However, moving back to Michigan brought a different challenge: being accepted as nonbinary. When Ramm lived in California, many of their friends were also nonbinary, and people generally got their pronouns right. In Michigan, this hasn’t been the case.

“It’s difficult to navigate because you have to decide if you’re going to call out everybody who does it wrong,” they said. “It can be exhausting.”

Ramm currently works remotely as a comic designer, and their job is based in California. Their current coworkers get their pronouns right, but at their previous job at a bookstore in Chelsea, that wasn’t the case. They have, however, found an accepting queer community as an artist within the comic-book world. That part of their journey aligns with Batcat’s struggle with identity erasure, as Batcat’s dual identities as a bat and a cat are challenged by other characters throughout the first book. A group of cats claims Batcat will never be one of them, a group of bats questions if Batcat is really part bat because they can’t echolocate, and a skeleton tells Batcat they “don’t look like a bat” but “don’t look like a cat, either.”

Bat Cat Sink or Swim

By the end of book one, though, Batcat learns to accept themselves, with the help of some wise words from a pair of griffins: “You do not have to be one thing or the other. You can just be you.” Ramm’s message about gender has resonated with readers, and since the book’s release, Batcat has helped children navigate various identity struggles.

“I’ve had parents reach out to me saying their kids have gotten all kinds of different messages from Batcat beyond being nonbinary,” they said. “It’s helped them move back and forth between their different identities and even having divorced parents.”

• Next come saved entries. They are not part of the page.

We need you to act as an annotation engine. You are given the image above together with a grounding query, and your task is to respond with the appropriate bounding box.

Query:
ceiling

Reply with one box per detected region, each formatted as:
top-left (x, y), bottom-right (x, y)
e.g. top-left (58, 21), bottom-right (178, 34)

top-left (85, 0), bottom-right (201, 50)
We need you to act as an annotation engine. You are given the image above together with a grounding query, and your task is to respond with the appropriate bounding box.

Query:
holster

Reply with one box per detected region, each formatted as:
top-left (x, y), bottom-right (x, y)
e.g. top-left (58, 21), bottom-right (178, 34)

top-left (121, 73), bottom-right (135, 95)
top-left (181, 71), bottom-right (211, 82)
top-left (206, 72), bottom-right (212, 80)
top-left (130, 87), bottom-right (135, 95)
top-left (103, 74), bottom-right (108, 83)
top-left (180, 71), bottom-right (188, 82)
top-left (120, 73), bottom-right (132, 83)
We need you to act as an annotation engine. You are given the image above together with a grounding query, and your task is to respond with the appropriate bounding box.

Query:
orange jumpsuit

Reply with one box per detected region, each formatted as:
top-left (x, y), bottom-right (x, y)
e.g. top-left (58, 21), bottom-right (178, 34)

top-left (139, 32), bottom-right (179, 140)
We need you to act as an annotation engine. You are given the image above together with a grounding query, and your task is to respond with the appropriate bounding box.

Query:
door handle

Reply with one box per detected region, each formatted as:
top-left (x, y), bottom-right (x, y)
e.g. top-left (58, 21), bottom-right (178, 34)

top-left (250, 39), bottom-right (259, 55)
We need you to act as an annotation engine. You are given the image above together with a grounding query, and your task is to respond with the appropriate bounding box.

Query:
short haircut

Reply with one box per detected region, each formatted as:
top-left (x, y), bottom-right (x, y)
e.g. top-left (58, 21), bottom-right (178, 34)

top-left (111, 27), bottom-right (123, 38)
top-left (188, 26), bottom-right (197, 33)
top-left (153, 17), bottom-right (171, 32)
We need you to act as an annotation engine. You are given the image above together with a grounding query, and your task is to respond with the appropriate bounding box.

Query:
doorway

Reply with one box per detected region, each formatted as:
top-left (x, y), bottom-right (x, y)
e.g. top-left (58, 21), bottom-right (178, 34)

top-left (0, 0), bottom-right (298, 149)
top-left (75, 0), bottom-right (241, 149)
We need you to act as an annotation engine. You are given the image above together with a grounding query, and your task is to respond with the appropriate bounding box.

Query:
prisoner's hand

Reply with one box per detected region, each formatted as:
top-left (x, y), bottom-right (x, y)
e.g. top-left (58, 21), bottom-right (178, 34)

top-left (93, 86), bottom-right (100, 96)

In “Sink or Swim,” Batcat learns to face their fears and find courage through friendship,  all conveyed through Ramm’s deeply affirming storytelling. At the end of the day, though, Ramm cares more about giving readers hope and an escape than instilling a grandiose message.

“Being a kid is hard right now,” they said, acknowledging they’re already working on a third Batcat book. “If I can take a kid out of their worries for just a little bit, that’s enough for me.”